As 2026 began, a pivotal moment loomed for U.S. crypto regulation: the Digital Asset Market CLARITY Act a bill intended to bring long-needed structure to how digital assets are regulated was finally set for a January markup in the U.S. Senate after months of negotiation and delay. Passed by the House in July 2025, the CLARITY Act would redraw the regulatory map by defining whether tokens are “digital commodities” or securities, clarifying whether the Commodity Futures Trading Commission (CFTC) or the Securities and Exchange Commission (SEC) has oversight, and creating clear registration paths for exchanges and intermediaries.

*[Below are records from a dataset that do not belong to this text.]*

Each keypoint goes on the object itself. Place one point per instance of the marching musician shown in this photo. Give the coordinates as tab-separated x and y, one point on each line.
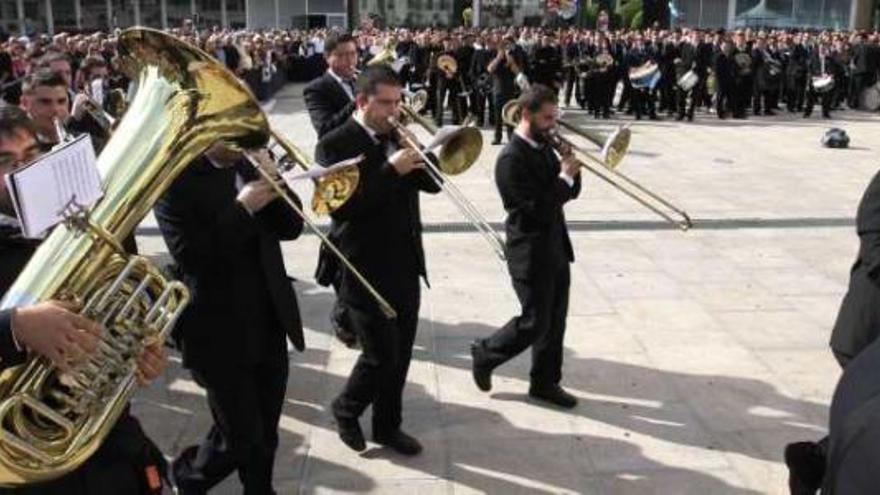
330	98
822	64
448	84
330	101
379	230
223	228
127	461
507	64
481	90
534	186
767	73
853	336
686	61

But despite the momentum, key questions remain unresolved: how to treat DeFi protocols that don’t fit neatly into existing categories, how to ensure investor protections, and what role states should play once federal preemption takes hold. Some industry watchers argue that leaving DeFi rules vague could weaken protections, while others applaud the bill’s effort to end the fractured patchwork of state requirements.
With the markup scheduled for January 15, 2026, crypto firms, investors, and even large markets like Bitcoin and Ethereum are watching closely not because the act is already law, but because the debate over definitions, agency boundaries, and regulatory scope will shape how digital assets operate in the U.S. for years to come.